Si richiede anche la sussistenza di due ulteriori elementi:
1) la comunicazione di tale messaggio a più persone;
2) la volontà cosciente e libera di propagare notizie e/o commenti con la consapevolezza della loro attitudine a ledere l'altrui reputazione.
Occorre, cioè, in primis che la comunicazione di un determinato messaggio arrivi a più persone, indipendentemente dal fatto che quelle persone abbiano o meno letto quella comunicazione. Non è invece necessario che l'intenzione di chi dia luogo a quelle determinate espressioni sia necessariamente di offesa, bastando anche solo che si adoperino consapevolmente parole che siano socialmente interpretabili come offensive. Perciò, laddove venga a mancare uno degli elementi di cui sopra, le espressioni utilizzate, potrebbero essere fatte rientrare nell'ambito del “diritto di critica” che, per essere tale, non deve, però, mai trasmodare in insulto o in dileggio.
Ad esempio, per quanto riguarda giustappunto le recensioni delle singole strutture su portali internet, se l'espressione utilizzata risulta essere “quel piatto è immangiabile” oppure “quel locale è impresentabile”, difficilmente si potrà sperare che ad un'eventuale querela possa poi far seguito un procedimento penale. Diverso è sicuramente il caso di espressioni orientate a far credere che ad esempio sia pratica diffusa di quella determinata non emettere scontrini, oppure usare definizioni oltraggiose sulla pulizia dei locali o, ancora, definire con espressioni oltraggiose i gestori di quel locale, così come chi vi lavora.
Prima di concludere, alcune brevi osservazioni di carattere tecnico procedurale.

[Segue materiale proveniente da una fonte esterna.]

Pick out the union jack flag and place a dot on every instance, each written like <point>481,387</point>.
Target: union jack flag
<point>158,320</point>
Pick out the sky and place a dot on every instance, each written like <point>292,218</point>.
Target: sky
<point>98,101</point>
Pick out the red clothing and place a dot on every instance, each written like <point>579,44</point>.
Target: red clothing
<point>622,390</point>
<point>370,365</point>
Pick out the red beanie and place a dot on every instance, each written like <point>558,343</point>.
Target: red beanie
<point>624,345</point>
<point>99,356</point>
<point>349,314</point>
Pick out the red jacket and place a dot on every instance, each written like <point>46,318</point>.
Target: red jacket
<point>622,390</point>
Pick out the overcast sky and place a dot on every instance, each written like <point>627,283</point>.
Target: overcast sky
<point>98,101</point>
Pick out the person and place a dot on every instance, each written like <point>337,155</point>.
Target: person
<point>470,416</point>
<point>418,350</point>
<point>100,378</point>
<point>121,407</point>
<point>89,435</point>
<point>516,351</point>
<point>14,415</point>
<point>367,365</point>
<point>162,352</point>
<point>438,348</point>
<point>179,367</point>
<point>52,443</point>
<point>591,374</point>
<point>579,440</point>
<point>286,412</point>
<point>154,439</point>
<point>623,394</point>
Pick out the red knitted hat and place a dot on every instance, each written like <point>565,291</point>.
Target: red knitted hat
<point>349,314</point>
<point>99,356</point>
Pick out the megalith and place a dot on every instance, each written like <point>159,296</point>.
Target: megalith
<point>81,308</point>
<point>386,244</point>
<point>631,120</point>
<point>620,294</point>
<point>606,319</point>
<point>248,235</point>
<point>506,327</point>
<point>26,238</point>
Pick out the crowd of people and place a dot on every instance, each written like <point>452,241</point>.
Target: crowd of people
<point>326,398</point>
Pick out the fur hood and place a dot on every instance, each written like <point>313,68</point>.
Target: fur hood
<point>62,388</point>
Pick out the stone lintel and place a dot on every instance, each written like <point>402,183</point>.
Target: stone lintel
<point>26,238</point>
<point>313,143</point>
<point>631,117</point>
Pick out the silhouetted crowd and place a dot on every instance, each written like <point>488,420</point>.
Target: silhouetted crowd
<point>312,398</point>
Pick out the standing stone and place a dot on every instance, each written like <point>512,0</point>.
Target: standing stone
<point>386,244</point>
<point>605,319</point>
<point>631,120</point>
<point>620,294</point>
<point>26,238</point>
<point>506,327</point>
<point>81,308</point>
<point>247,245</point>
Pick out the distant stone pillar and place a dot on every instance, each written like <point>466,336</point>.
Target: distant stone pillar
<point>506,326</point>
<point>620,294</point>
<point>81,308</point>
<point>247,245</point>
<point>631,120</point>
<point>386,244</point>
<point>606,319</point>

Il reato di diffamazione viene definito tecnicamente reato di tipo istantaneo. Ciò sta a significare che si consuma nello stesso momento in cui appare la notizia e questa è potenzialmente leggibile da chiunque. Eliminarla, così come correggerla o eventualmente chiedere scusa, può incidere solo sulla eventuale determinazione della pena, ma non sulla sussistenza del reato.

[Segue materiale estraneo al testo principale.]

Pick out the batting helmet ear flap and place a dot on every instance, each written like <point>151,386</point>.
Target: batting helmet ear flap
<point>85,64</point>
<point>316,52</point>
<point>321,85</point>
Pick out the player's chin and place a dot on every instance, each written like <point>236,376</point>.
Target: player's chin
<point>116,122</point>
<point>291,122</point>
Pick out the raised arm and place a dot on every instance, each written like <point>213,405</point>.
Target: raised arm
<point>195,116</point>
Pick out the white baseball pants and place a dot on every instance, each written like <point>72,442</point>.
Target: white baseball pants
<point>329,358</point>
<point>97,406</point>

Altra cosa da ben ricordare, il reato di diffamazione è reato procedibile a querela di parte. Il termine per la proposizione della querela è di 90 giorni dal momento in cui si è avuta conoscenza della notizia diffamatoria o dall'ultimo giorno di pubblicazione. Proprio con riferimento alla querela, infine, è doveroso sottolineare due accortezze che è bene avere al momento della sua stesura.

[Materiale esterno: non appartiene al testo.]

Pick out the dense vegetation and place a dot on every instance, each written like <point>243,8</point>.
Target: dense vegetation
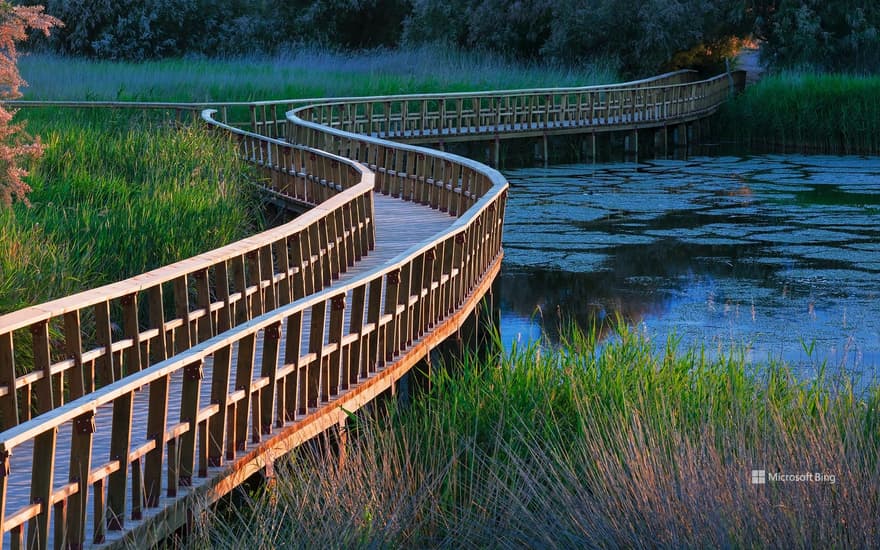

Verificare che sia presente la formula “Quale persona offesa del reato e per l'esercizio dei poteri e delle facoltà connessi a tale qualità, chiedo di essere informato in ordine ad eventuali richieste di archiviazione ex art. 408 c.p.p., opponendomi fin d'ora all'eventuale emissione del decreto penale di condanna”, cosicché laddove vi fosse anche una richiesta di archiviazione ben si potrà proporre opposizione alla stessa (in questo caso è bene ricordare che i termini per depositarla sono di 10 giorni dal quello della notifica della richiesta di archiviazione). Indicare, sempre, di riservarsi la costituzione di parte civile nell'instaurando procedimento penale, così da poter, poi, richiedere, all'interno del processo penale, il risarcimento dei danni subiti.